Code review comment for lp:~hazmat/txzookeeper/distributed-queue

Revision history for this message
Gustavo Niemeyer (niemeyer) wrote :

Cool, nice improvements indeed!

I'm going to restart the review again, since it's a brand new implementation. I'll start the sequence on 12 just to avoid conflicts.

[12]

+ def __init__(self, deferred, watcher):
+ self.deferred = deferred
+ self.watcher = watcher
+ self.processing = False
+ self.refetch = False

I'm having a slightly hard time reading the code because of the generality of the names here. E.g. "refetch" what? "watcher" for what? "processing" what? Why is "processing" only turned on inside _get_item?

[13]

+ def on_queue_items_changed(*args):
+ """Event watcher on queue node child events."""
+ if request.complete or not self._client.connected:
+ return
+
+ if request.processing:
+ request.refetch = True
+ else:
+ self._get(request)

I think I might be missing some detail about the implementation, perhaps due to [12].

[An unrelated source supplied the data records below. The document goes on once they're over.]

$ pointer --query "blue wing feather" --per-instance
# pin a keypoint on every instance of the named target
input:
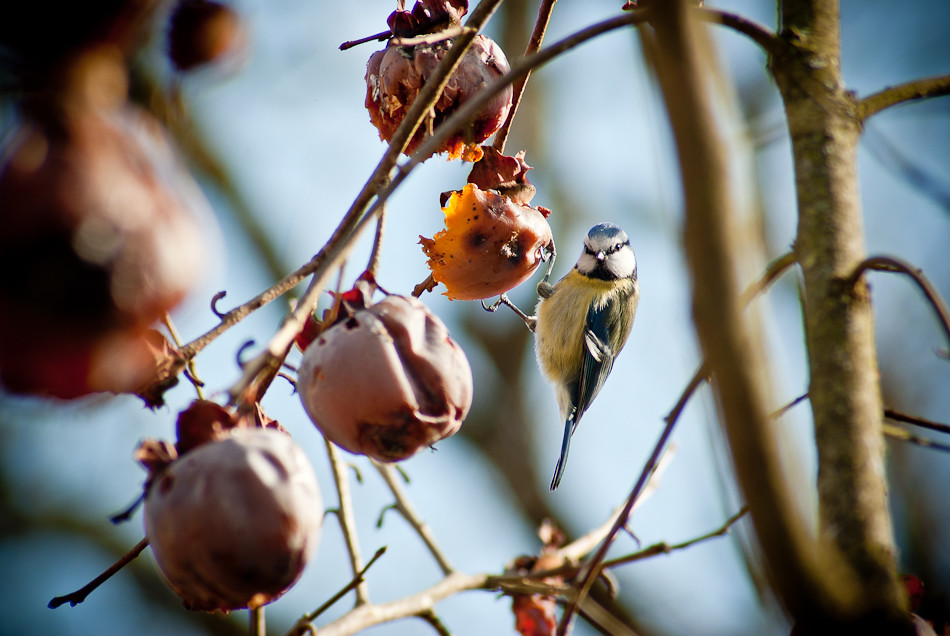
(598, 358)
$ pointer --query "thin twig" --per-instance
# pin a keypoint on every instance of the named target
(534, 44)
(434, 622)
(772, 271)
(582, 546)
(891, 264)
(258, 625)
(897, 416)
(908, 167)
(377, 37)
(80, 595)
(898, 433)
(665, 548)
(373, 264)
(771, 274)
(347, 519)
(192, 374)
(759, 34)
(779, 412)
(367, 616)
(592, 567)
(409, 513)
(908, 91)
(304, 623)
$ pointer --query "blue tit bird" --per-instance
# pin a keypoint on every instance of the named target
(582, 323)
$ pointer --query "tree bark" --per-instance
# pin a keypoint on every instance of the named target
(824, 125)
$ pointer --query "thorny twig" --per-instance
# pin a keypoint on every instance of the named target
(890, 264)
(534, 44)
(303, 625)
(773, 271)
(347, 519)
(405, 508)
(80, 595)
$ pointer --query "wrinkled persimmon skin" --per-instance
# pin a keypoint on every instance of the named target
(490, 244)
(396, 74)
(386, 382)
(232, 523)
(98, 240)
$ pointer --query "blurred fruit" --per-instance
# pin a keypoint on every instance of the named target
(387, 381)
(38, 39)
(97, 241)
(396, 74)
(232, 523)
(202, 31)
(490, 244)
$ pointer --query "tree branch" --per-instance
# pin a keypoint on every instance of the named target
(908, 91)
(80, 595)
(825, 127)
(666, 548)
(759, 34)
(891, 264)
(732, 349)
(534, 44)
(405, 508)
(347, 519)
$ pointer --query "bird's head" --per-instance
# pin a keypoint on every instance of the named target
(607, 254)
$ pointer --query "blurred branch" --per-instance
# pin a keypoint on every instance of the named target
(434, 622)
(534, 44)
(347, 519)
(666, 548)
(897, 416)
(759, 34)
(303, 624)
(77, 597)
(903, 435)
(854, 585)
(260, 371)
(593, 567)
(906, 168)
(405, 508)
(890, 264)
(775, 269)
(908, 91)
(732, 349)
(258, 626)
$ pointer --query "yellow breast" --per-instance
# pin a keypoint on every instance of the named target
(559, 336)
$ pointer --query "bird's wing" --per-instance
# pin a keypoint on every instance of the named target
(598, 359)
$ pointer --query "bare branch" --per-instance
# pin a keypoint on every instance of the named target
(258, 625)
(665, 548)
(367, 616)
(759, 34)
(435, 623)
(303, 625)
(891, 264)
(897, 416)
(347, 519)
(373, 264)
(77, 597)
(908, 91)
(409, 513)
(898, 433)
(534, 44)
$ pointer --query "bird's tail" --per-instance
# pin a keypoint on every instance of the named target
(565, 447)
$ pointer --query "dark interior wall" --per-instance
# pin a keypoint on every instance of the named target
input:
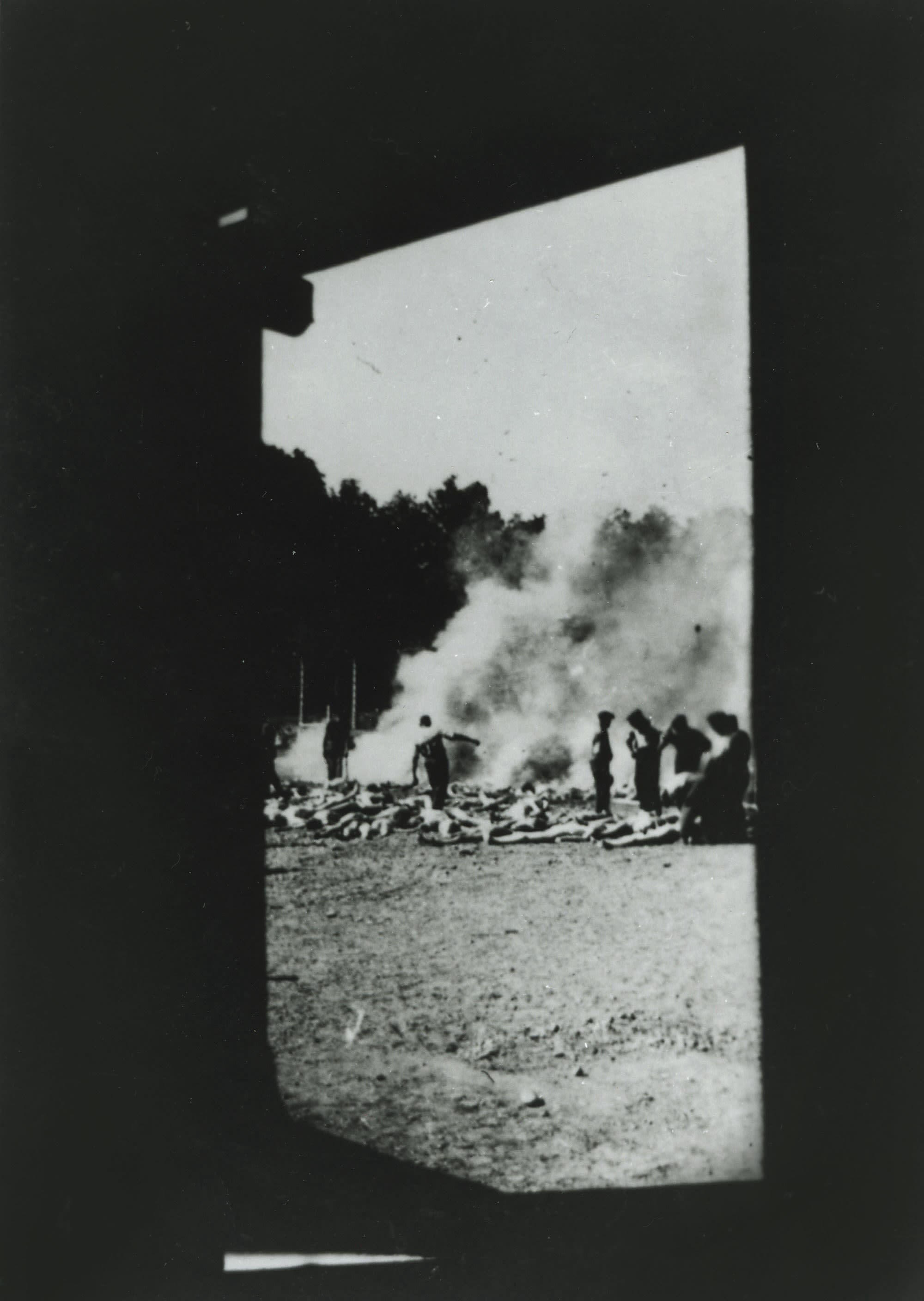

Let's say that things happen in the following order:

1) User calls get()
2) get() calls _get()
3) _get() hooks _get_item on the result, and the watcher above on changes
4) Result is returned, and _get_item() is queued for being called
5) watcher from (2) fires, and calls _get() again
6) Repeat (3)
7) Repeat (4)

In other words, it looks like _get_item might end up being queued multiple times even before it started running the first time.

[14]

I find a bit suspect that we're killing the item from the queue even before the user had a chance to know about its existence. This will make the queue somewhat prone to items being eaten by crashes.

[15]

+ # Refetching deferred until we process all the children from
+ # from a get children call.
+ if request.refetch:
+ request.processing = False
+ return self._get(request)

Again, going back to [12], I find the nomenclature a bit non-obvious to follow. Why is it not "processing" anymore on a refetch? Looks like there's a very tight relationship with the get children watcher in this logic, even though that's not being made explicit by names nor comments.

Also, I believe there's an issue here. Let's say things happen in this order:

1) children is [], refetch is False, request.processing is True
2) on_no_node_error is called on a NoNodeException
3) Due to the state, the exception is swallowed and nothing really changes
4) on_queue_items_changed is called
5) Given the state, refetch is made True
6) and... nothing else ever happens?

I think making names more explicit might help avoiding issues like these, since it'll be easier to reason about the logic there and know out of gut feeling when things aren't happening the way they should.